За дверью послышались поспешные шаги. Тишина. Слуга распахнул створку, и в комнату умственного отдохновения ворвалась Цянь Джи. Взгляды всех присутствующих обратились к ней и с легким разочарованием снова разбежались по сторонам.
Император еще не пришел.
Строгая и холодная Мэй постукивала по ладони поясной подвеской, в которой мягко светился голубоватый кристалл на двести Ки. Цянь Ян сидел на скамье, вытянув ноги и чему-то улыбаясь. Ци Юминг, дворцовый начертатель и экспериментатор, сощурив глаза, рассматривала невидимые узоры на стенах, скорее всего, думала, нельзя ли добавить что-то еще для большой надежности. Ее работа порой выглядела как таскание воды в решете. Стоило императору случайно коснуться массивов, как они расползались и таяли. Великий муж ведающий Ки, тоже один из учеников Син Шидай, одно время даже отказывался выдавать Ки дворцовым начертателям, мол, зачем бездарно переводить энергию? Лучше потратить ее на постройку еще одного караванного перехода.

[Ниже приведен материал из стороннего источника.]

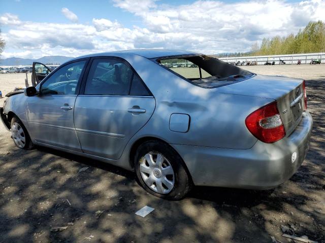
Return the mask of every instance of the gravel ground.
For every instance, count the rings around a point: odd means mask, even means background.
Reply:
[[[289,181],[270,191],[197,187],[167,201],[114,166],[44,148],[19,149],[0,125],[0,242],[260,243],[272,242],[271,236],[289,242],[282,225],[289,234],[325,242],[325,66],[244,67],[306,80],[310,149]],[[0,74],[0,90],[23,86],[24,77]],[[146,205],[154,211],[135,214]],[[51,232],[56,226],[67,228]]]

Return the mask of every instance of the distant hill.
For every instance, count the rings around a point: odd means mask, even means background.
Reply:
[[[39,62],[44,63],[44,64],[48,63],[51,63],[53,65],[61,64],[72,58],[73,58],[64,57],[64,56],[50,56],[48,57],[43,57],[38,59],[10,57],[5,59],[0,60],[0,65],[19,66],[21,65],[32,65],[33,62]]]

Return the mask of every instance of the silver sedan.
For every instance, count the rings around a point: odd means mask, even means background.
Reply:
[[[33,66],[38,84],[9,94],[0,109],[15,144],[133,170],[157,196],[179,199],[194,185],[273,188],[309,148],[302,79],[174,50],[90,55],[52,72]]]

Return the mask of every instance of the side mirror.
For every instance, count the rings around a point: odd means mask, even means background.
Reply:
[[[24,94],[26,96],[34,96],[37,94],[37,90],[34,86],[30,86],[25,89]]]

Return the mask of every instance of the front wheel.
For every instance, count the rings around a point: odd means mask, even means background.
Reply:
[[[26,128],[18,117],[11,119],[11,137],[15,145],[23,149],[31,149],[34,144]]]
[[[158,197],[179,200],[191,189],[191,180],[182,158],[163,142],[148,141],[140,145],[135,167],[140,185]]]

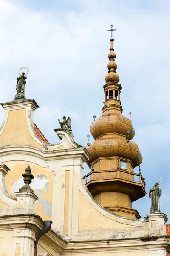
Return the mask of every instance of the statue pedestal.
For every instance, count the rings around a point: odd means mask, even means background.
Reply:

Ши Хэй тоже был здесь. На этот раз он благоразумно устроился за низеньким столиком, на котором в выверенном порядке уложил свитки. Сегодня он намеревался поразить Сына Неба своим литературным и историческим талантом.
Негромко стукнула дверка в дальнем конце комнаты. Прошелестели юбки. Еле слышный шепот. Снова пожаловала императрица с наперсницами, чтобы послушать речи мастера предшествующих знаний.
И только император где-то разгуливал. Опять, наверное, во дворце Орхидей застрял, у своей наложницы Чунтао, весенний персик. Ароматная — это предыдущая любимица, нынче глубоко беременная.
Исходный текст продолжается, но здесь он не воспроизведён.